No, as I linked to, this is an existing project. I have no interest in altering the original source code. I'm an experienced C# programmer, but have very little experience with C. I believe that I would be able to compile the Tilengine source code for different platforms, but there's no chance of me making significant alterations.
What I'm interested in is making a more fleshed-out C# binding, that makes it easier to embed and use Tilengine in modern engines, and approach development in Tilengine in a more object-oriented approach, consistent with typical development in C#. The C# binding created by the original developer seems to be a little on the automated side. And all it really does is translate the original code into C# structs. In order to use that binding, you basically have to code the same way you did in C, only in C# instead. That C# binding also treats the engine instance as a static singleton, preventing you from using multiple instances in the same application.

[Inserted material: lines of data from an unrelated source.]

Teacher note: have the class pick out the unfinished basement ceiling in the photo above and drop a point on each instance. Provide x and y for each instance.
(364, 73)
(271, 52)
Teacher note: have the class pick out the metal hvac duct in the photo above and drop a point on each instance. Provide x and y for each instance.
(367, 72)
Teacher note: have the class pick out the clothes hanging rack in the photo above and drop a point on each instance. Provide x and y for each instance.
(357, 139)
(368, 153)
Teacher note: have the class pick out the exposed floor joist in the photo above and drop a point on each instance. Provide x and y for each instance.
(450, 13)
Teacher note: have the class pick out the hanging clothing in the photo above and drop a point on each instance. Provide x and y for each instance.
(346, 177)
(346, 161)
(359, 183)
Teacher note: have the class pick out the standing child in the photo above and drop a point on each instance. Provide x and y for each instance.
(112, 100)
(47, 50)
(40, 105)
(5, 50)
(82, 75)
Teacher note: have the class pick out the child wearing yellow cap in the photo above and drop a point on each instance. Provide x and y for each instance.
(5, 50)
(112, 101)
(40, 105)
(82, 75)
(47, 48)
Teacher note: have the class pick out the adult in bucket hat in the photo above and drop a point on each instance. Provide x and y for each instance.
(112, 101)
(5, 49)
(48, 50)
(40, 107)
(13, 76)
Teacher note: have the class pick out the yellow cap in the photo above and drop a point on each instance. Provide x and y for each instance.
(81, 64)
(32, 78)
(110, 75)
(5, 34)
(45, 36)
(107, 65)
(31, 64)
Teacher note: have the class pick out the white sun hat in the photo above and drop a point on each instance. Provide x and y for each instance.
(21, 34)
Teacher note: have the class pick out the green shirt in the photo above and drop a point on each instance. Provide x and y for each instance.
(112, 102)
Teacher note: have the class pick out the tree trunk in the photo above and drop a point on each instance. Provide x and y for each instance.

Trying to cook up a "true" retro 2D solution can be a challenge in modern systems. You have to specifically tweak your mip-maps and point-clamping. You have to use a RenderTarget for post-process scaling. You have to cook up multiple custom shaders in order to implement a limited form of color palette support. You have to worry about polygons shifting to sub-pixel values. With Tilengine, all of that is just part of the system. It's the default approach. No extra effort, tweaking, or coding is needed. Every displayable graphical element in Tilengine has a color palette, and can have that color palette altered freely. It's not something special that you have to implement, it's built into the core engine. Tiled tilemap support doesn't require a separate library or plug-in, and you don't have to worry about performance, or map size, or how many quads or vertex buffers are going to be fed into the GPU. All that is built-in, and can be loaded with a single line of code.
Is it for everyone? Clearly not. There's tons that you CAN'T do, and probably shouldn't try to do in Tilengine. Tilengine does 2D scan-line rendering ONLY. While you can simulate Mode 7 in Tilengine, true 3D rendering is a waste of time. It is very much geared toward classic, 2D, tile-based sprite games. If that's your jam, it's worth taking a look at. But given the number of popular and capable 2D, retro sprite-based games that I've seen produced using Monogame, I thought that perhaps someone around this community might be interested in such a project. It could be that I was wrong. My initial push for this porting project was for Unity, anyway, and that effort is still moving forward. I can probably save some time by not bothering to make it available for Monogame as well.